I thought maybe the complexity of pow function might play a part in this issue, so I wrote a simpler version (one that only deals with whole numbers) to see if I can get better results. After playing around with it for a bit, these are the results:

EXPONENT CALCULATOR
Please enter a base number (whole numbers only): 10
Please enter the exponent (whole numbers only): 22
Result
----------------------------------------------------------------------
exponent() 10000000000000000000000.0
pow() 10000000000000000000000.0
Would you like to go again? (Y/N):

EXPONENT CALCULATOR
Please enter a base number (whole numbers only): 10
Please enter the exponent (whole numbers only): 23

Result
-----------------------------------------------------------------------
exponent() 99999999999999991611392.0
pow() 100000000000000008388608.0
Would you like to go again? (Y/N):

EXPONENT CALCULATOR
Please enter a base number (whole numbers only): 10
Please enter the exponent (whole numbers only): 24
Result
-----------------------------------------------------------------------
exponent() 999999999999999983222784.0
pow() 999999999999999983222784.0
Would you like to go again? (Y/N):

This is the function I wrote to replace the pow() function

One thing I noticed with the second result (10²⁴) was that the average of the two numbers is the correct answer.... Not sure why.

Small errors like that is to be expected when working with floating point numbers. double has only got about 16 figures of precision.

Pedantic:

(one that only deals with whole numbers)

Why do you take doubles in, particularly as the exponent? That does not convey the intent of your version.

That does not convey the intent of your version

Honestly, because I'm still a beginner haha. I'm in an intro college class for C++

It may be instructive to learn why you're seeing those exact numbers: the type double is a binary type that has 53 bits of precision: https://en.wikipedia.org/wiki/Double-precision_floating-point_format

When you're very close to 0.0, stepping from one double to the next (incrementing the 53rd bit) results in very small steps. When you're dealing with very large numbers, incrementing the 53rd bit produces huge steps, much larger than 1.0

The number 10^22 happens to be a valid double with value 10000000000000000000000 (hex 0x1.0f0cf064dd592p+73). If you increment the last bit by one (hex 0x1.0f0cf064dd593p+73), your value will be 10000000000000002097152.

There is no such thing as a double with value 10000000000000000000001 or the double with value 10000000000000000000002, ... or the double with value 10000000000000002097151. There is only 10000000000000000000000 and then, right after it, 10000000000000002097152. There is nothing inbetween those two numbers.

The number 10^23 does not exist in double notation. It lies between
99999999999999991611392 (hex 0x1.52d02c7e14af6p+76)
and
100000000000000008388608 (hex 0x1.52d02c7e14af7p+76)

It happens to be *exactly* between those two numbers, in which case the little-known "halfway to even" rounding rule kicks in, making the first one the correct value of pow(10,23) (the first one ends in hex 6, the second one ends in hex 7)

The number 10^24 also does not exist in double notation.
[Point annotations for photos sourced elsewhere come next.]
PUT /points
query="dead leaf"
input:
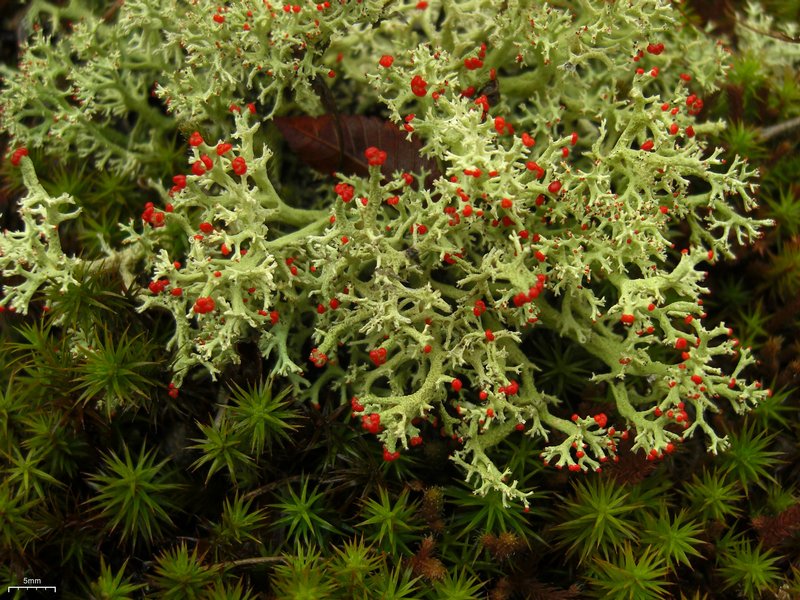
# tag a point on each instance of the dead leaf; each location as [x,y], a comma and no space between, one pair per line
[316,141]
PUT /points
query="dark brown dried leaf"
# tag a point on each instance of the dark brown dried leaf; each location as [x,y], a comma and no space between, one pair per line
[316,141]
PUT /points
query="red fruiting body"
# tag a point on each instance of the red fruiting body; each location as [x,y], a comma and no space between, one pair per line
[318,358]
[419,86]
[390,456]
[374,156]
[473,63]
[239,165]
[196,139]
[378,356]
[204,305]
[345,191]
[371,422]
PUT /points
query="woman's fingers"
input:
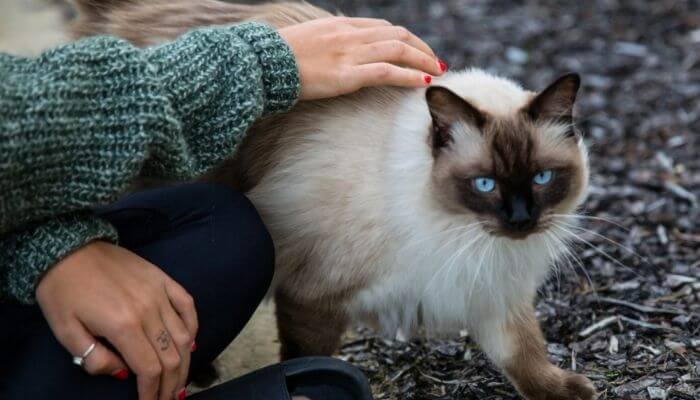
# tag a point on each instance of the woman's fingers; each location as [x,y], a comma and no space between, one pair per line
[132,343]
[182,340]
[101,360]
[384,33]
[398,52]
[386,74]
[184,305]
[169,357]
[365,22]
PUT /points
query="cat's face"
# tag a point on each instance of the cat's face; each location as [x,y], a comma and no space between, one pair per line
[512,173]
It lies between
999999999999999983222784 (hex 0x1.a784379d99db4p+79)
and
1000000000000000117440512 (hex 0x1.a784379d99db5p+79)
Here it is a lot closer to the first one (by about a 100 mil), which is why that is the correct answer.
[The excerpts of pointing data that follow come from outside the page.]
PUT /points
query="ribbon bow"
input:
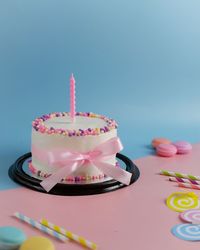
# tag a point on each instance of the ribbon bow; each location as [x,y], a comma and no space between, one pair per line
[71,161]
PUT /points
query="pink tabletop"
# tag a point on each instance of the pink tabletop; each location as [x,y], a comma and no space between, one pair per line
[135,217]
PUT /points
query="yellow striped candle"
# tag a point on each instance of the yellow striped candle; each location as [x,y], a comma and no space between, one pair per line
[79,239]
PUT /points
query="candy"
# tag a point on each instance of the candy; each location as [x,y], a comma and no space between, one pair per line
[157,141]
[37,243]
[181,175]
[191,216]
[188,185]
[187,232]
[166,150]
[181,201]
[183,180]
[11,237]
[183,147]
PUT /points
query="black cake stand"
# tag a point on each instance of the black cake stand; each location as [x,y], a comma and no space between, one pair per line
[17,173]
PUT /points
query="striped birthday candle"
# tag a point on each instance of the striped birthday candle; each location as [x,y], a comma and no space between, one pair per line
[79,239]
[41,227]
[180,175]
[188,185]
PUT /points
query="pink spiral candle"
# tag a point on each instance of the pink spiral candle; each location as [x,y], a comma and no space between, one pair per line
[72,98]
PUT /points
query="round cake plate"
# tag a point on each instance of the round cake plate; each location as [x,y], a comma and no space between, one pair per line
[17,173]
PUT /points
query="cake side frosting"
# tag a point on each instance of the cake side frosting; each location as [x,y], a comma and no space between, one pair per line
[40,124]
[67,135]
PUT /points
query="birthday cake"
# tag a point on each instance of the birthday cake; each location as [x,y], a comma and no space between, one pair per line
[75,147]
[57,142]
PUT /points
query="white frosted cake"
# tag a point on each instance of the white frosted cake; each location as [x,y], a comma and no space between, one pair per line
[79,151]
[56,131]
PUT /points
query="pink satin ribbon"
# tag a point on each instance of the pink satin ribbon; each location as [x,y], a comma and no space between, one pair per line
[71,161]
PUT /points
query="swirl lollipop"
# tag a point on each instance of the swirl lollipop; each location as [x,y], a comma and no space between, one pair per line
[188,232]
[191,216]
[182,201]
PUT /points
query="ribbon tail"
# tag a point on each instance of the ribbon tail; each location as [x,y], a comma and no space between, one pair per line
[116,173]
[49,182]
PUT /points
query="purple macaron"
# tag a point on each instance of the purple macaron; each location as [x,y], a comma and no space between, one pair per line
[166,150]
[183,147]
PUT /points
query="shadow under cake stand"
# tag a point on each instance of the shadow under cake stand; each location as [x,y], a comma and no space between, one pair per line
[18,174]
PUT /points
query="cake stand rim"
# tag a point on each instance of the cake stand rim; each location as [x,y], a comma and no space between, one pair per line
[17,174]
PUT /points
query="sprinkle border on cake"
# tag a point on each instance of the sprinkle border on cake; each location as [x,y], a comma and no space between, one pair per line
[39,125]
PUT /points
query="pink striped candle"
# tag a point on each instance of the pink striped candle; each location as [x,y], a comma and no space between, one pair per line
[188,185]
[72,98]
[183,180]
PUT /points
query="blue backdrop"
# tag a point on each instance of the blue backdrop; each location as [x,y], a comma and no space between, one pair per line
[135,61]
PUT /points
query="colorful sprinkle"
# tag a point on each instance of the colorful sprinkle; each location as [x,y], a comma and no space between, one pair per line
[39,125]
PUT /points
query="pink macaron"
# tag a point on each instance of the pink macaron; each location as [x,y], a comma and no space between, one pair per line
[166,150]
[183,147]
[157,141]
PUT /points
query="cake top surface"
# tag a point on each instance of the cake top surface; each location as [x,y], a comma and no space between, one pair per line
[85,124]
it takes a lot of difficult math to program a precise pow() (where "precise" means it always gives the one double value that is the closest to the mathematically-correct answer according to standard rounding rules). As you can see, your function failed to give the expected answer for 10^23, but worked for 10^22 and for 10^24. If you want to see (and be intimidated by) a production-level pow() implementation, take a look at https://bitbucket.org/MDukhan/crlibm/src/30bc7f5a18b8acacea71407709e039e701561bfa/pow.c

Or, don't use doubles ... the program is looking for integer powers, and many of us keep an ipow (integer to integer power, and possibly a variation with doubles to integer powers) handy for precise values for just this reason (and performance, pow can be sluggish).